原作の世界観にはまりました 映画「キングダム」で一人二役 吉沢 亮さん

西日本新聞

 19日に全国公開される映画「キングダム」。中国の戦国時代末期を描いた壮大なストーリーで、原作は原泰久さん(佐賀県基山町出身)の漫画です。映画で戦災孤児の「漂」(ひょう)と王族の「えい政」(えいせい、のちの秦の始皇帝)の二役を演じたのが吉沢亮さん(25)。アクションシーンあふれる映画への思い入れを聞きました。

 -原作のファンだったそうですね。

 ★吉沢 漫画はよく読んでいます。すごく熱い話ですし、登場するのは皆、憧れる人物ばかりで、とにかく泣ける。オファーが来たときはうれしかったです。ただ、話が壮大なので「どうやって映像に表すんだろう」と心配したり、わくわくしたり、そんな感じがありました。

 -役者冥利(みょうり)につきる?

 ★吉沢 実際に中国の広い土地で撮影できたのがよかったです。CGではなく、現実に目の前の広い風景でお芝居ができるのは、こっちもテンションが上がります。この国を治めなきゃいけない王としての責任も感じることができ、いい意味の緊張感もありました。自分も熱くなりながら、世界観にどっぷりはまって仕事をするのは、なかなかできなかったりするので、自分の魂をさらけ出せました。

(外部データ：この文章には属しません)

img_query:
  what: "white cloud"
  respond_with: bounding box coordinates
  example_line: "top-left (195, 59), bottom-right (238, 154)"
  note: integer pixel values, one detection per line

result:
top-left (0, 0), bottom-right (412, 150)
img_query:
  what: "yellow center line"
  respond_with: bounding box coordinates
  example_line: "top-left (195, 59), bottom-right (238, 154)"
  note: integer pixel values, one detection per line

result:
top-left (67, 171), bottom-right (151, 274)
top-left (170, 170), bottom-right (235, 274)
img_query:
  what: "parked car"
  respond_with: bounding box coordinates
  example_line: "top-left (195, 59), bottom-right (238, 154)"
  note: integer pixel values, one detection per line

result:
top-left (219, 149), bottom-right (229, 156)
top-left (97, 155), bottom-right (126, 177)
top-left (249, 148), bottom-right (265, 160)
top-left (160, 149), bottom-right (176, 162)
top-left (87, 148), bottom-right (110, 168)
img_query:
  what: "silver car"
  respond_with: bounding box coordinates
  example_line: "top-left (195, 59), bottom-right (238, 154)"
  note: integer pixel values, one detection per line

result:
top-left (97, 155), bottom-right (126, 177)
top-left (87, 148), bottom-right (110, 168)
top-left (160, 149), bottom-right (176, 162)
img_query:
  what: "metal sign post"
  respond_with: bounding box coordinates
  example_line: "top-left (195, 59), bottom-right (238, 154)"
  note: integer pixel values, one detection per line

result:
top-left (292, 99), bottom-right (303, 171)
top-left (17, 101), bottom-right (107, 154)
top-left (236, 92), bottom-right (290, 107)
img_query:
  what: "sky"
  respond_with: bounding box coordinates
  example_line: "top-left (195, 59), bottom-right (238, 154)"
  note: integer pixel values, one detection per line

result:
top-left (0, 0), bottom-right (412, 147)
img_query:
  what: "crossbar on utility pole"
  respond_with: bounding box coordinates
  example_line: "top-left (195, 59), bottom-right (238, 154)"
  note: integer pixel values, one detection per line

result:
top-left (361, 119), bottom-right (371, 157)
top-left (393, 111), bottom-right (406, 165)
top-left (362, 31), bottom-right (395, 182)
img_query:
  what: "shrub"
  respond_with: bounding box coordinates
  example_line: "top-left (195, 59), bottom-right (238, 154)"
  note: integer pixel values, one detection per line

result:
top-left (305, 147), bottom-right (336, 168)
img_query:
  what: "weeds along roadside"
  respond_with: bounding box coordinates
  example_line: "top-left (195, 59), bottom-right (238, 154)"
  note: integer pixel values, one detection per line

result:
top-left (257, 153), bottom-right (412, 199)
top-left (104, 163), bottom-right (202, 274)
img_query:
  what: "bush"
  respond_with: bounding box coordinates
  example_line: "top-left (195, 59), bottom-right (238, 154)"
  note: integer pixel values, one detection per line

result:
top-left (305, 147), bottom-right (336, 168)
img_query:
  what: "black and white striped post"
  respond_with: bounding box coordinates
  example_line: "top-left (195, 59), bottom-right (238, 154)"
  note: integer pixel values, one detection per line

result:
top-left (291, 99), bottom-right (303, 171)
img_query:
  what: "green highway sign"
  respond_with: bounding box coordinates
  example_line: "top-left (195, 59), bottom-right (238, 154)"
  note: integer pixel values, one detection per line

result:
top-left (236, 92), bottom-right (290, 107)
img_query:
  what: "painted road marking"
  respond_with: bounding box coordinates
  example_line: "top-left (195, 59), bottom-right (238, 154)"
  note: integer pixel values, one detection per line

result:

 -今回は一人二役で、下僕として働いていた漂が王宮に召し抱えられ、えい政の影武者になります。

 ★吉沢 顔とか見た目は一緒なんですけど、ぱっと見てどっちを演じているか分かるぐらい変えたいなと思いました。表情の違いとか、いろんなことを意識しました。えい政は王族らしく、剣の使い方もきれいな動きで、ある意味型にはまっています。漂は人間味あふれるように演じました。

 2人が同じ場面で向き合って話をするシーンがありますが、同じ格好をした、背丈も似ている人と、入れ替わりで芝居をして、後から合成しています。自分と自分の会話を撮るのはなかなかないですね(笑)。

 -漂は、山崎賢人さんが演じる「信」(しん)と一緒に剣の練習に励みます。

 ★吉沢 自分たちもかなり練習しましたね。撮影の2カ月くらい前から、週2~3回のペースで。漂と信のアクションシーンは、かなり力を入れました。練習しすぎて、2人とも変にうまくなっちゃったんです。どのタイミングで何が来るか、完璧に覚えて、生っぽい感じがなくなり、逆に最初はうまくいかなくて。途中から、ただ楽しもうということになり、2人でげらげら笑いながら撮影して、それでいい具合に撮れました。

 -山崎さんと息が合った?

 ★吉沢 彼とはお芝居をするのが4回目なんで、元からそういう信頼関係があって、すごくやりやすかったですね。

 -完成した映画の見どころは。

 ★吉沢 みんな熱い思いを持った、分かりやすい映画です。少年たちが夢を持ちながら成長していく話なので、単純に笑えるところもあるし、泣けるところもあります。歴史に詳しくない方でも楽しめる作品だと思います。ちゃんと説明してくれるし。

 -仕事で福岡にはよく来ますか?

 ★吉沢 それこそ、4年前に山崎賢人と一緒に福岡に来たとき、2人で屋台に行って、ラーメンをすすりながらビールを飲んで楽しかった覚えがあります。冬の時期で寒かったんですけど、雰囲気がすごくいいですね。また行きたいですね。

 -ちなみに、原作で好きなキャラクターは?

 ★吉沢 やはり(映画で大沢たかおさんが演じた)王騎(おうき)じゃないですか。格好いいし。また(今回の映画には登場しない)桓騎(かんき)も好きですね。

 ▼よしざわ・りょう 1994年2月1日生まれ、東京都出身。2009年に「アミューズ全国オーディション2009 THE PUSH!マン」で受賞しデビュー。主な映画出演は「オオカミ少女と黒王子」「銀魂」「あのコの、トリコ。」など。4月からNHKの連続テレビ小説「なつぞら」にも出演している。